On final day of CukeUp NYC this year, Paul Rayner ran an excellent morning workshop that focussed on using BDD to explore and discover hidden requirements. In the afternoon, George Dinwiddie and I ran a session on distilling the essence of scenarios.
What struck me was how these two sessions perfectly encompassed these two modes of thought, and how both are neccesary to do BDD.
Exploration by Example
First, with your divergent mindset, you collaboratively explore the problem domain with concrete examples. You're trying to discover as much as you can about your assumptions and lack of knowledge: your ignorance. Being very concrete is vital at this stage: who the user is, what they're doing at the time, even how old they are, or whether they're in a hurry. These kinds of details can all help you to visualise the scenario, and that in turn helps you to see other scenarios.
At this stage, Liz's context and outcome questions can also help to discover new scenarios:
"Is there any other context which, when this event happens, will produce a different outcome?"

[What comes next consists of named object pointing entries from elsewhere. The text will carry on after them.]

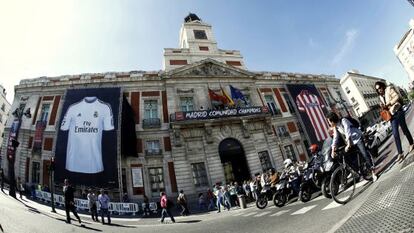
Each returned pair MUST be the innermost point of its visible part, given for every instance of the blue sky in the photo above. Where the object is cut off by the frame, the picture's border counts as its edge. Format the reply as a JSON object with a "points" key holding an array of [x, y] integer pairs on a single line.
{"points": [[49, 38]]}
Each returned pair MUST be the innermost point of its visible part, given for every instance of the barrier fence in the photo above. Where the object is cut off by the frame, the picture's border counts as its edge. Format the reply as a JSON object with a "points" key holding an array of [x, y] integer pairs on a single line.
{"points": [[82, 204]]}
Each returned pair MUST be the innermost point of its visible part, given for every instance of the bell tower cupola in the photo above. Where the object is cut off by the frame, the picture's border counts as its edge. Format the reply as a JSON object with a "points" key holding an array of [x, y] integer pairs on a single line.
{"points": [[196, 43]]}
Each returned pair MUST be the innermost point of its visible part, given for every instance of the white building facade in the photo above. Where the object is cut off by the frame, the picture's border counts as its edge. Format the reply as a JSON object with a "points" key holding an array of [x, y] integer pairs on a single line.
{"points": [[404, 51], [360, 93], [178, 147]]}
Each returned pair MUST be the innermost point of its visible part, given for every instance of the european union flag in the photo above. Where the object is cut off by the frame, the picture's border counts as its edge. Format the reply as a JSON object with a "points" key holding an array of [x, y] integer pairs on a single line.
{"points": [[236, 94]]}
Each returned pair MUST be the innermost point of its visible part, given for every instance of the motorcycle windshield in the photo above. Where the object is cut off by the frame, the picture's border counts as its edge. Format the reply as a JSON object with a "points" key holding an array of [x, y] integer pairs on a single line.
{"points": [[326, 148]]}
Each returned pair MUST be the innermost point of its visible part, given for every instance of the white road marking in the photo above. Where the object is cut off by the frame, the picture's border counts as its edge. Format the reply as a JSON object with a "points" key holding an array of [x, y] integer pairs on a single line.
{"points": [[280, 213], [304, 210], [317, 199], [262, 214], [332, 205], [238, 214], [249, 214]]}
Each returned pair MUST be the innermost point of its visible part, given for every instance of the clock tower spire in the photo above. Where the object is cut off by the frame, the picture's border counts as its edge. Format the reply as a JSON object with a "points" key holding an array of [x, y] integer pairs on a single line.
{"points": [[197, 42]]}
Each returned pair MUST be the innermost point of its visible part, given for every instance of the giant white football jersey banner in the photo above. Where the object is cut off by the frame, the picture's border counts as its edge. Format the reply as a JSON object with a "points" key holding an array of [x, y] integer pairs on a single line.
{"points": [[85, 121], [87, 145]]}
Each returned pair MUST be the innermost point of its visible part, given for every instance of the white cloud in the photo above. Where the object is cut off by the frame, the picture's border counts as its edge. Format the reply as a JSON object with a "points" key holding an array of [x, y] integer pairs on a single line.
{"points": [[350, 37], [312, 43]]}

We can also find missing details in the existing scenarios:
"Given this context, when this event happens, is there another outcome that's important? Something we missed, perhaps?"

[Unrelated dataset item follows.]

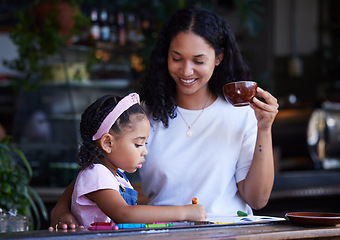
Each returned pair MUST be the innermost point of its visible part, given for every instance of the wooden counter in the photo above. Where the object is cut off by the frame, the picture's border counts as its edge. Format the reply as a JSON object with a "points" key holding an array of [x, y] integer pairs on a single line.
{"points": [[272, 231]]}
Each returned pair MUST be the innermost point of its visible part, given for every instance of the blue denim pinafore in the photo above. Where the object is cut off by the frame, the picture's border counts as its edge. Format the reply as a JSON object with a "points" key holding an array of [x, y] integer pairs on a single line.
{"points": [[130, 195]]}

At this stage, I'll most likely be working with pieces of paper or a whiteboard, trying to keep the process very lightweight and let the ideas flow.
Converge on a specification
Once you have one or more very concrete examples, and you've decided you want to implement the behaviour they describe, you switch into the convergent mindset. Now your task is to find the most concise way to describe this behaviour without losing its essence. Why? Being concise is important for long-term value. A scenario with too much detail can be hard to change and brittle, but also confusing for the reader. Details that once helped you to imagine yourself in the user's shoes now become distracting clutter.

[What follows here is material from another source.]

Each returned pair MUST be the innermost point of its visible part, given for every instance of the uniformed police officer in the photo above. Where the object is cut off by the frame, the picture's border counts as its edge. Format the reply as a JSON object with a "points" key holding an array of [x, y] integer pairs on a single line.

It's time to look for rules that underly the examples you've been discussing, and to find the best choice of words to describe your understanding of the problem domain.
It's also time to choose whether each example needs to remain documented in Gherkin, or whether it would be better moved down the pyramid to a unit test.
Both modes matter
I need both modes of thought to do BDD: divergent thinking to explore the problem and discover scenarios, then convergent thinking to turn those examples into an executable specification.